To: "Positive Atheism" <editor@positiveatheism.org>
Subject: TAG
Date: Thursday, March 01, 2001 2:43 PM
I was reading the "TAG help" letter, and the reference, and I'm a bit confused. It seems to me that Logic doesn't presuppose it's principles and constructions are necessarily true. Logic is a game with specific rules. If you follow the rules, you have a Logical inference. If you don't, you don't. The explanation below about the nature of reality seems to bear this out: Anselm was playing by different rules, making different assumptions, so he came to different conclusions. If you construct the rules carefully, the game tallies well with what we can see in the real world; this rule "creation" you might call a "meta-game." However, there is no necessary connection between the two. You can certainly come up with more "advanced" types of logic where the syllogism doesn't necessarily work, or where all manner of things are different. We had several examples in my Symbolic Logic classes.

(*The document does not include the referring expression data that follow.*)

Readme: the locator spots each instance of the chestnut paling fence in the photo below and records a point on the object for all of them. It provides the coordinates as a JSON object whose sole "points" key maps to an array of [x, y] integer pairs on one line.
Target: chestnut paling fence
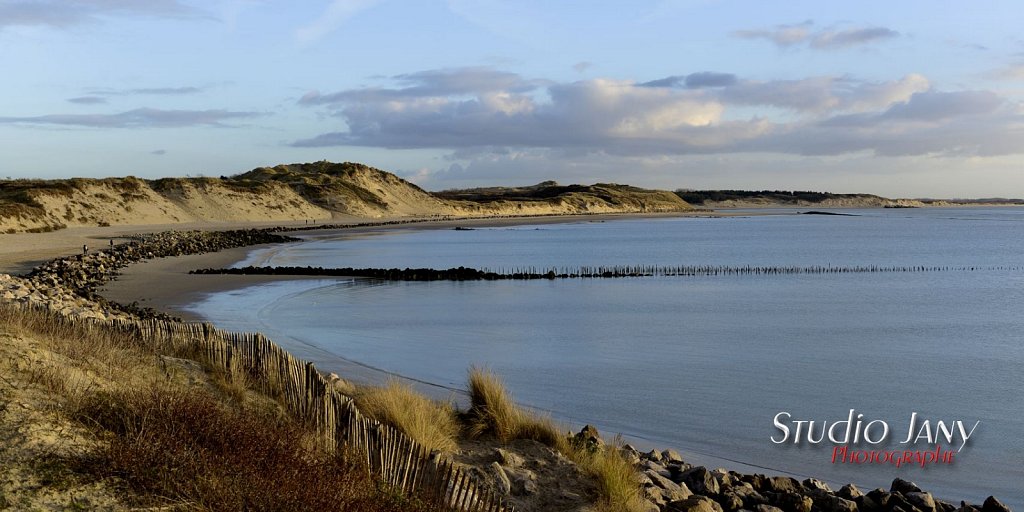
{"points": [[389, 454]]}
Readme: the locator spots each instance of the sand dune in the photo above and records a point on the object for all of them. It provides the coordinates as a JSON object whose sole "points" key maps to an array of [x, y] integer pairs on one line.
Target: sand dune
{"points": [[320, 192]]}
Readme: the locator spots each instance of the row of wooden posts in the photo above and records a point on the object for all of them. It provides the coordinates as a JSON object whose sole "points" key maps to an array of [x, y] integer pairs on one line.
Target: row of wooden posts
{"points": [[389, 454]]}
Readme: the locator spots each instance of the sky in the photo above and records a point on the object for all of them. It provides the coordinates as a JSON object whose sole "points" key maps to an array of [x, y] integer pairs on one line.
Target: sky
{"points": [[908, 98]]}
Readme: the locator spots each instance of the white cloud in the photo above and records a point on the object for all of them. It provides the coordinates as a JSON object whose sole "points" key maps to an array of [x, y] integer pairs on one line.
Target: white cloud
{"points": [[478, 111]]}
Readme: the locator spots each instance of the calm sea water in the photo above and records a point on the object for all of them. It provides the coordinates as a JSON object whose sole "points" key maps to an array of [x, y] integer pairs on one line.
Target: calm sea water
{"points": [[698, 364]]}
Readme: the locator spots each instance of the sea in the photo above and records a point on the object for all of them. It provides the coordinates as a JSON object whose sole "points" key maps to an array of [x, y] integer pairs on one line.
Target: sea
{"points": [[720, 368]]}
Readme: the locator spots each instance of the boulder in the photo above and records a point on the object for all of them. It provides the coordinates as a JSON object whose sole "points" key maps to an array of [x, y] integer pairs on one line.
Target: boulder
{"points": [[671, 456], [993, 505], [694, 504], [793, 502], [923, 501], [700, 481], [849, 492], [814, 483], [783, 484], [903, 486], [501, 479]]}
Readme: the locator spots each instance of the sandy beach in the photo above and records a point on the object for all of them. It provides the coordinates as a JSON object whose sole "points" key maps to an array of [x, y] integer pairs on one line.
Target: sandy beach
{"points": [[165, 284]]}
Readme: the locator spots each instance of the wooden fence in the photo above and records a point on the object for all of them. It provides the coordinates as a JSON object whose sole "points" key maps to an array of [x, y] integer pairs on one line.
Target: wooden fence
{"points": [[389, 454]]}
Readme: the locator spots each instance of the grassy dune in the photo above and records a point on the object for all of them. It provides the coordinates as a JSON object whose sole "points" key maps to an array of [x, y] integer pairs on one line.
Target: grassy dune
{"points": [[97, 421]]}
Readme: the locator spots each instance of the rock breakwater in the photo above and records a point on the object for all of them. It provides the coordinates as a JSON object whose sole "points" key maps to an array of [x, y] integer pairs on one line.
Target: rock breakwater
{"points": [[69, 285], [671, 484]]}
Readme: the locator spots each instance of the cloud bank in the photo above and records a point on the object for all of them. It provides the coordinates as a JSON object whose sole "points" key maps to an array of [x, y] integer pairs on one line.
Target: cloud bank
{"points": [[785, 36], [61, 13], [476, 111], [138, 118]]}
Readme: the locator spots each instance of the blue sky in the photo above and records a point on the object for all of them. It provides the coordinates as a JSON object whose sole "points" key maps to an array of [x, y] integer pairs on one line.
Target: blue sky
{"points": [[909, 98]]}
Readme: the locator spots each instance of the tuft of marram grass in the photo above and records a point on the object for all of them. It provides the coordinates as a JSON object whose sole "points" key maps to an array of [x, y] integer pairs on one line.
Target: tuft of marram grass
{"points": [[617, 479], [430, 423], [494, 412]]}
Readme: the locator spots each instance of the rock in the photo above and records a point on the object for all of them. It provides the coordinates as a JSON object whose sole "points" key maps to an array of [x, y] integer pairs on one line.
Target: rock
{"points": [[508, 459], [671, 456], [759, 481], [967, 507], [793, 502], [923, 501], [993, 505], [523, 482], [694, 504], [653, 455], [828, 503], [659, 469], [816, 484], [700, 481], [650, 507], [589, 438], [849, 492], [724, 478], [783, 484], [750, 497], [672, 491], [501, 479], [730, 501], [868, 503], [902, 486]]}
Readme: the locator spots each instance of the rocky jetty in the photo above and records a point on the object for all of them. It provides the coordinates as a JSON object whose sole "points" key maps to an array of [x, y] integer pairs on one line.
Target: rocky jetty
{"points": [[69, 285], [673, 485]]}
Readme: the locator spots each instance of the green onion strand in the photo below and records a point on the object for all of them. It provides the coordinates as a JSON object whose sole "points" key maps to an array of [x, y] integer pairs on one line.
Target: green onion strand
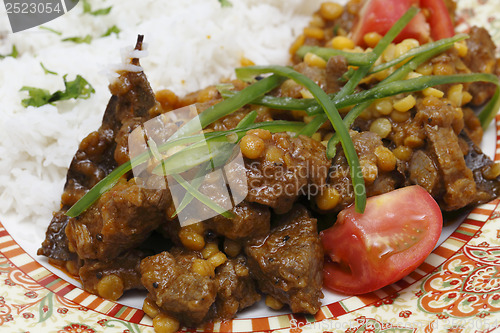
{"points": [[332, 114]]}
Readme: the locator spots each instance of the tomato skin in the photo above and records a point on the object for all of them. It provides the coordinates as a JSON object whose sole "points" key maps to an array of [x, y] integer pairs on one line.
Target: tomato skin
{"points": [[368, 251], [439, 19], [380, 15]]}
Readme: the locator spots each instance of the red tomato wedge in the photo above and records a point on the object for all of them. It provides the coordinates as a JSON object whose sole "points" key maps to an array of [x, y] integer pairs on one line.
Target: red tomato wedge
{"points": [[439, 19], [394, 235], [380, 15]]}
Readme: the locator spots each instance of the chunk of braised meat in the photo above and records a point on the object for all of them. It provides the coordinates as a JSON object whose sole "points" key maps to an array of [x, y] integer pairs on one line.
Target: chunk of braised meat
{"points": [[110, 278], [486, 172], [251, 219], [55, 245], [481, 58], [235, 288], [121, 219], [441, 123], [176, 288], [288, 263], [132, 96], [472, 126], [380, 173], [289, 166]]}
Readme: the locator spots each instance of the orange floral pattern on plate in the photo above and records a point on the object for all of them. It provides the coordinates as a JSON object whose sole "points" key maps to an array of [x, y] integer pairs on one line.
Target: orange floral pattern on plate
{"points": [[468, 284]]}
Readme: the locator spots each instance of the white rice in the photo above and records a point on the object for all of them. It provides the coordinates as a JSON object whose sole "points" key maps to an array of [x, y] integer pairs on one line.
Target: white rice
{"points": [[192, 44]]}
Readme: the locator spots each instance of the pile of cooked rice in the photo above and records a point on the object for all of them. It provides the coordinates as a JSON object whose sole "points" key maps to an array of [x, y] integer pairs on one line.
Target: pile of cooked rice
{"points": [[192, 44]]}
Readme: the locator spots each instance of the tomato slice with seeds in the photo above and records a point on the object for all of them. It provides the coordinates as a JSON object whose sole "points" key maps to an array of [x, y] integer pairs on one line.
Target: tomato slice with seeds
{"points": [[439, 19], [380, 15], [397, 231]]}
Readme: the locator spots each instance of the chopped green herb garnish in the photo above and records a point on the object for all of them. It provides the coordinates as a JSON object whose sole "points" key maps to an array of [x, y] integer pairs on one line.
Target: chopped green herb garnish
{"points": [[87, 9], [79, 40], [78, 88], [13, 54], [51, 30], [225, 3], [47, 71], [113, 30]]}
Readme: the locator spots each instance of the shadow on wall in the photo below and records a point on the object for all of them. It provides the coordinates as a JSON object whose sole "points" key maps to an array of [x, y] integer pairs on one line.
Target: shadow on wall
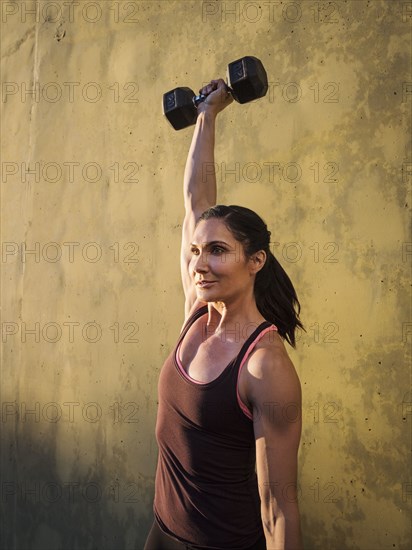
{"points": [[41, 511]]}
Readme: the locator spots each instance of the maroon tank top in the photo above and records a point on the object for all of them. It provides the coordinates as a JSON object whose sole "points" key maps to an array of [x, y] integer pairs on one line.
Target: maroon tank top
{"points": [[206, 491]]}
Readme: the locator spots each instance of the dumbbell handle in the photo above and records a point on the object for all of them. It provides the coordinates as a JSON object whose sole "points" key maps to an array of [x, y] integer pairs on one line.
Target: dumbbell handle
{"points": [[201, 97]]}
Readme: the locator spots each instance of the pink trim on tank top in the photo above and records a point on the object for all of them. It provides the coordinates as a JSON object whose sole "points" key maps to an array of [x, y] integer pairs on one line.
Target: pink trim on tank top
{"points": [[244, 408]]}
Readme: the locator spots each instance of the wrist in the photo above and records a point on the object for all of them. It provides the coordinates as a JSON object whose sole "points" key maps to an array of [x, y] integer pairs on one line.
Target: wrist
{"points": [[206, 116]]}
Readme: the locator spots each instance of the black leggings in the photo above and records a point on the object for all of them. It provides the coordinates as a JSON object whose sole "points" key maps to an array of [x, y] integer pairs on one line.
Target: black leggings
{"points": [[157, 540]]}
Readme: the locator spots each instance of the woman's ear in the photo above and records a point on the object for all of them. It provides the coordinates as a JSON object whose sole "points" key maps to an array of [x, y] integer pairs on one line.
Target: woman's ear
{"points": [[258, 260]]}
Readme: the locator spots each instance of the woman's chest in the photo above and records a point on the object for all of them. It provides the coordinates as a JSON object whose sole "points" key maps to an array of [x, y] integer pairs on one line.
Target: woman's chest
{"points": [[204, 359]]}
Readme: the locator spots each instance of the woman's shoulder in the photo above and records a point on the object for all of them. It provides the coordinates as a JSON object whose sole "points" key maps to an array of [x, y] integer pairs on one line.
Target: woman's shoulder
{"points": [[269, 354]]}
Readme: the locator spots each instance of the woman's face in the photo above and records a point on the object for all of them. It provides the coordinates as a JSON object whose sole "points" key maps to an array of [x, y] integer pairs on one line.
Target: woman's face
{"points": [[218, 264]]}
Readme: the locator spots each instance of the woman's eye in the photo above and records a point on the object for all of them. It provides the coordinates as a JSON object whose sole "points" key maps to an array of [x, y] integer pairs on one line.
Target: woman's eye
{"points": [[217, 250]]}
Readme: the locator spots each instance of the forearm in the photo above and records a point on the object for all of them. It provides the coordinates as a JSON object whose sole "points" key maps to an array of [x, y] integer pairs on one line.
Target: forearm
{"points": [[282, 532], [199, 184]]}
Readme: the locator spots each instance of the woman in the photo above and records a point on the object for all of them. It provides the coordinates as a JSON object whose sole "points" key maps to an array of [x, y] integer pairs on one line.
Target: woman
{"points": [[229, 423]]}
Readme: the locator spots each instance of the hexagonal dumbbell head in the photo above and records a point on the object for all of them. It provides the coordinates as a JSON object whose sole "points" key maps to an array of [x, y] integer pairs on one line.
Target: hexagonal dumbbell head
{"points": [[247, 79], [179, 108]]}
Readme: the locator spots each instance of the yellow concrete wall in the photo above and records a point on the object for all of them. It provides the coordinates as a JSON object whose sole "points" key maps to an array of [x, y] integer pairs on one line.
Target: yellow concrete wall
{"points": [[91, 185]]}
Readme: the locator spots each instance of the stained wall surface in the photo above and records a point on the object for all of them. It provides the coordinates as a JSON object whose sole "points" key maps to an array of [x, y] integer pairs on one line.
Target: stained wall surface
{"points": [[91, 219]]}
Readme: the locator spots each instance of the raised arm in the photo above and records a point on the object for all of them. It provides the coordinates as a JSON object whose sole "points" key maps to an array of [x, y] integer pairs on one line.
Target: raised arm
{"points": [[199, 184], [275, 394]]}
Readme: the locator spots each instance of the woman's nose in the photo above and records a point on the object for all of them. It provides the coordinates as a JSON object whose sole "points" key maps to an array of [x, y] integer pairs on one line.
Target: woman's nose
{"points": [[200, 263]]}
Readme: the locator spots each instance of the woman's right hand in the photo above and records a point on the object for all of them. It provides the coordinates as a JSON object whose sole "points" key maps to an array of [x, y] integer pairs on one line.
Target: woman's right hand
{"points": [[218, 97]]}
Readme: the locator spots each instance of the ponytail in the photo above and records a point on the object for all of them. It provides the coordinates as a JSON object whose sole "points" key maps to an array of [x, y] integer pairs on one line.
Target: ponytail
{"points": [[276, 298], [275, 295]]}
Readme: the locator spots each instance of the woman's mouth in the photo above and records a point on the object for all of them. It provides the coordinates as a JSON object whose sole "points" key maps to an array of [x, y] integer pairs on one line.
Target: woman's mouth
{"points": [[205, 284]]}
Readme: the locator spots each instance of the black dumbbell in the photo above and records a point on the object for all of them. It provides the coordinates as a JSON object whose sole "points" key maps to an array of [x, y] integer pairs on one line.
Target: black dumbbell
{"points": [[247, 80]]}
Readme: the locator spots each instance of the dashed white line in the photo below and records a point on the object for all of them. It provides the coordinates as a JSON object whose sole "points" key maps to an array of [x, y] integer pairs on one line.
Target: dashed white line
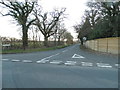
{"points": [[64, 50], [116, 65], [14, 60], [42, 61], [104, 65], [70, 63], [4, 59], [77, 56], [27, 61], [50, 56], [56, 62], [87, 64]]}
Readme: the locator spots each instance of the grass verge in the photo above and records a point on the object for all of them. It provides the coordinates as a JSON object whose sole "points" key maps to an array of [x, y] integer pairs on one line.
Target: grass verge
{"points": [[31, 50]]}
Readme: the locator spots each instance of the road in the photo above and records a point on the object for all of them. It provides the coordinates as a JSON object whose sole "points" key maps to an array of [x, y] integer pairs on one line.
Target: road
{"points": [[69, 67]]}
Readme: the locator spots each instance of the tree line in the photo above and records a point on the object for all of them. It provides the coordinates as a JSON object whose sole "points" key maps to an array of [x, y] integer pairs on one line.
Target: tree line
{"points": [[29, 14], [100, 20]]}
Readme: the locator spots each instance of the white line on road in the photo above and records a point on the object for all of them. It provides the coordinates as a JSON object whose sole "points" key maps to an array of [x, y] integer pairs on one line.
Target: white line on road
{"points": [[70, 63], [14, 60], [4, 59], [56, 62], [87, 64], [42, 61], [77, 56], [116, 65], [104, 65], [64, 50], [27, 61], [51, 56]]}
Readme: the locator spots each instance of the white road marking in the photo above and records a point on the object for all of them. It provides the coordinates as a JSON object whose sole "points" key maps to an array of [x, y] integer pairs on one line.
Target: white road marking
{"points": [[4, 59], [116, 65], [50, 56], [56, 62], [87, 64], [42, 61], [64, 50], [14, 60], [77, 56], [27, 61], [70, 63], [104, 65]]}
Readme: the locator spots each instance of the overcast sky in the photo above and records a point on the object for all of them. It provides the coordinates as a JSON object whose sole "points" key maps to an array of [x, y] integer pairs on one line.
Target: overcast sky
{"points": [[74, 9]]}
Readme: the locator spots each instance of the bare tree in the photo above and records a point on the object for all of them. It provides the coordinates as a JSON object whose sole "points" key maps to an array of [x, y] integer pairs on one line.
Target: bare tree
{"points": [[47, 21], [20, 12]]}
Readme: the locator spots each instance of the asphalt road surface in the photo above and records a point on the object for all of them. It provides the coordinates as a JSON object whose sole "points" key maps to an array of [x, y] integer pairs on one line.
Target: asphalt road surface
{"points": [[69, 67]]}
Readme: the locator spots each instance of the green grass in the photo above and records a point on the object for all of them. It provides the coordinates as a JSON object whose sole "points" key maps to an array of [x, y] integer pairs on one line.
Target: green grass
{"points": [[31, 50]]}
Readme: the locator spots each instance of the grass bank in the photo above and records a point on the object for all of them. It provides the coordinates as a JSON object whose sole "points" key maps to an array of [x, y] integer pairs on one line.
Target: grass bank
{"points": [[31, 50]]}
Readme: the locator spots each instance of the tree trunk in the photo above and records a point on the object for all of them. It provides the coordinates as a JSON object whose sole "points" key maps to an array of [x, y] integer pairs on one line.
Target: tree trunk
{"points": [[59, 40], [25, 37], [45, 41], [81, 39]]}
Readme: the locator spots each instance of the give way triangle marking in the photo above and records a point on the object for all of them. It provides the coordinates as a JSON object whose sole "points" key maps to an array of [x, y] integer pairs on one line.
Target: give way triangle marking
{"points": [[77, 56]]}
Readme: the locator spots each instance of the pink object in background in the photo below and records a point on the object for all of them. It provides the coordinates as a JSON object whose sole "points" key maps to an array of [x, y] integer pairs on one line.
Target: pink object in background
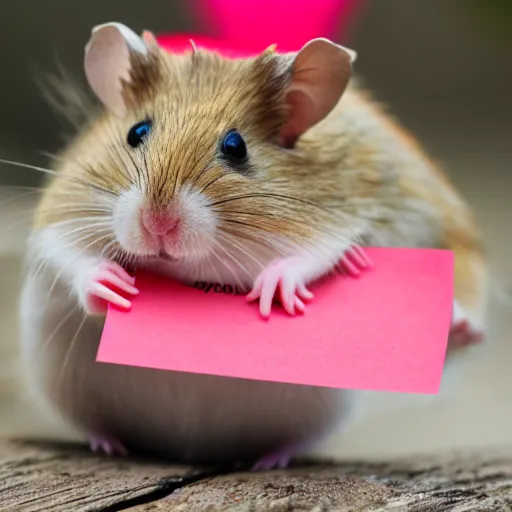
{"points": [[386, 331], [255, 24], [244, 28]]}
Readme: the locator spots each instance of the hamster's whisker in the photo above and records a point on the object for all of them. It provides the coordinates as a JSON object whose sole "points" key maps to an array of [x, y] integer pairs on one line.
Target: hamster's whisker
{"points": [[57, 175], [205, 169], [115, 151], [58, 328], [80, 253], [240, 212], [70, 349], [212, 182], [274, 196]]}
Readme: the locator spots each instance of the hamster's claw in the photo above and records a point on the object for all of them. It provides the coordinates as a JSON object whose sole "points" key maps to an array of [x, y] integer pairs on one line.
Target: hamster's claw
{"points": [[104, 284], [107, 446], [285, 276], [354, 261]]}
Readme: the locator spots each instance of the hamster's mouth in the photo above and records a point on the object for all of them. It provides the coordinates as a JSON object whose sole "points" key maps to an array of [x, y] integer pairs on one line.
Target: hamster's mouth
{"points": [[163, 255]]}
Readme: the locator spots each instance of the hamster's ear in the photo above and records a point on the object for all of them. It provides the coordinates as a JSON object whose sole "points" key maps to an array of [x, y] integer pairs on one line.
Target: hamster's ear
{"points": [[120, 65], [320, 72]]}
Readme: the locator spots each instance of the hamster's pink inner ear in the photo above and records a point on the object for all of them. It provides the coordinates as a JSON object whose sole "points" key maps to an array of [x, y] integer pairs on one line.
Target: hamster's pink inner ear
{"points": [[109, 60], [320, 74]]}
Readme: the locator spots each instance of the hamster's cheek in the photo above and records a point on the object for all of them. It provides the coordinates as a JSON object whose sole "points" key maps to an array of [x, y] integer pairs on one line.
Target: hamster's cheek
{"points": [[198, 225], [127, 224]]}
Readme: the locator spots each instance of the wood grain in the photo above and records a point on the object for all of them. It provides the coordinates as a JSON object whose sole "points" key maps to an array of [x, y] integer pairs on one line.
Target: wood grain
{"points": [[51, 477]]}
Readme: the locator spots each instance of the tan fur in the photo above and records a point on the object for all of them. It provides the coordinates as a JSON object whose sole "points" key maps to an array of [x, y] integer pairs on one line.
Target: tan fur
{"points": [[339, 169], [355, 176]]}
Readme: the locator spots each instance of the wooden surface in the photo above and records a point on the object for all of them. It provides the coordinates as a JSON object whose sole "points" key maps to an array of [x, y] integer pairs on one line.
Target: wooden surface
{"points": [[48, 477]]}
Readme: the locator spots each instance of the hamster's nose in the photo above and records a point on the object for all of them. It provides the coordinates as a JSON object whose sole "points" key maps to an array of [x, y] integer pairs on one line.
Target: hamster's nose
{"points": [[159, 223]]}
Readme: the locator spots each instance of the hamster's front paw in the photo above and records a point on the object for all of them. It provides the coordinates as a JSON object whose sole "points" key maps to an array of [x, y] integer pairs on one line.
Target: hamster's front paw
{"points": [[462, 331], [354, 261], [286, 275], [102, 284]]}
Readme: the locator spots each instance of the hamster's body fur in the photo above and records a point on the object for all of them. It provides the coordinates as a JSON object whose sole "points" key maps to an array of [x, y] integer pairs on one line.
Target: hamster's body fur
{"points": [[355, 162]]}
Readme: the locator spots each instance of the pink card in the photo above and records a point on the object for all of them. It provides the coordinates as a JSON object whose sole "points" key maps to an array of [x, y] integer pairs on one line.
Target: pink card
{"points": [[386, 330]]}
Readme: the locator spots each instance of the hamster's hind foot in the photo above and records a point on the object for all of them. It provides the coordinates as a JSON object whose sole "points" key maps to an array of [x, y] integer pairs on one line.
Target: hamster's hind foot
{"points": [[107, 446], [276, 460], [462, 331]]}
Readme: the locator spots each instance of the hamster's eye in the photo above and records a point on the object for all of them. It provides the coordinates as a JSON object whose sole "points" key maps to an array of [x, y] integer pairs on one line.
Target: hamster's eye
{"points": [[233, 147], [138, 132]]}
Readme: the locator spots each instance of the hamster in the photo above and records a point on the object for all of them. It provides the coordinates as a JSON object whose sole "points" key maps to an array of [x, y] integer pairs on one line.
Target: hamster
{"points": [[265, 173]]}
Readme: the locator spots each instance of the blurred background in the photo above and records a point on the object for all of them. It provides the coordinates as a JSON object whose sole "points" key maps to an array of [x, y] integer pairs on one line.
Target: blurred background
{"points": [[444, 68]]}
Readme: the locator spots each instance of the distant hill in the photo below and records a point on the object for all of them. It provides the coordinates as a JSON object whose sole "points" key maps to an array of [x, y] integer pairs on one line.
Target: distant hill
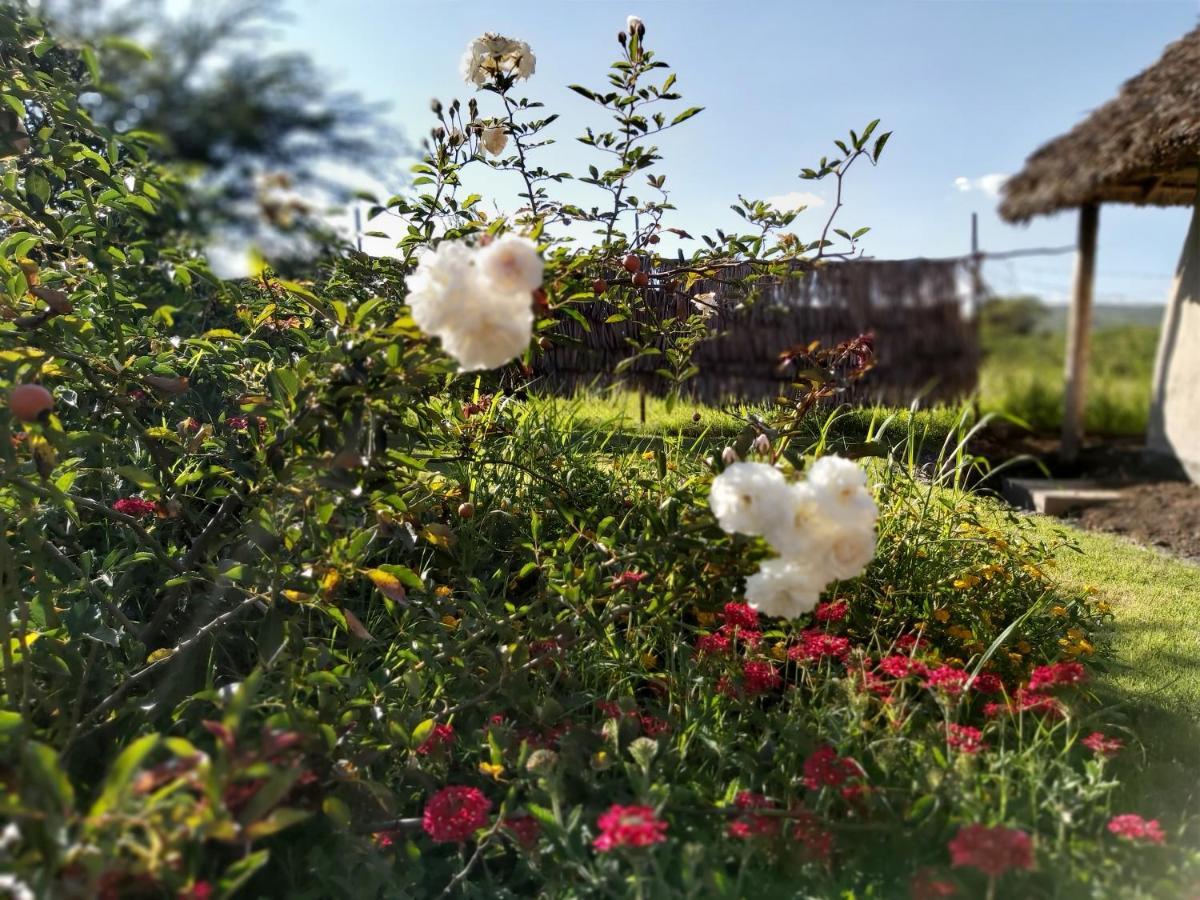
{"points": [[1054, 318]]}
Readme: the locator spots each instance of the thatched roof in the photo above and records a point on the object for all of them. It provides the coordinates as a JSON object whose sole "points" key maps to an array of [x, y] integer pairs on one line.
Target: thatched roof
{"points": [[1141, 147]]}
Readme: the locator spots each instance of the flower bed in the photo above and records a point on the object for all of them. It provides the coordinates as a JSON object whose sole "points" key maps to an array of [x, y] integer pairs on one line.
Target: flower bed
{"points": [[292, 607]]}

An analogue may be mathematics. I don't remember the details (such as the name of the mathematician who did it), but here goes: There is an axiom in geometry that, given a line and a point not on that line, one can draw only one line through the point that doesn't intersect the other line. A mathematician decided that this was so self-evidently true, he should be able to prove it. He tried a "reductio ad absurdum" proof: Assume the opposite and find a contradiction. He tried saying one could draw NO line that didn't intersect, but no dice. he tried saying an INFINITE number of lines didn't intersect, but no dice again. These attempts lead to two new forms of geometry, one based on the surface of a sphere, and one based on an anti-sphere (the infamous "saddle" shape). In other words, he changed a rule and created a new game.
I think the same could be said about Science. It isn't that it presupposes that there is no god; rather, it says, "What if". Science isn't about discovering Truth (capital T), but discovering things about the world that the unbiased (whatever that means) observer could agree with. Whether it has any relation to Truth is irrelevant. Thus, in the case of both Science and Logic, I thing TAG and TANG break down on premises. Besides, if logic is subject to the whim of a god, doesn't that include the logic behind TAG and TANG? Just a few thoughts.
Thanks,
Robert Webster
"We've got a date with Destiny, and it looks like she's ordered the lobster."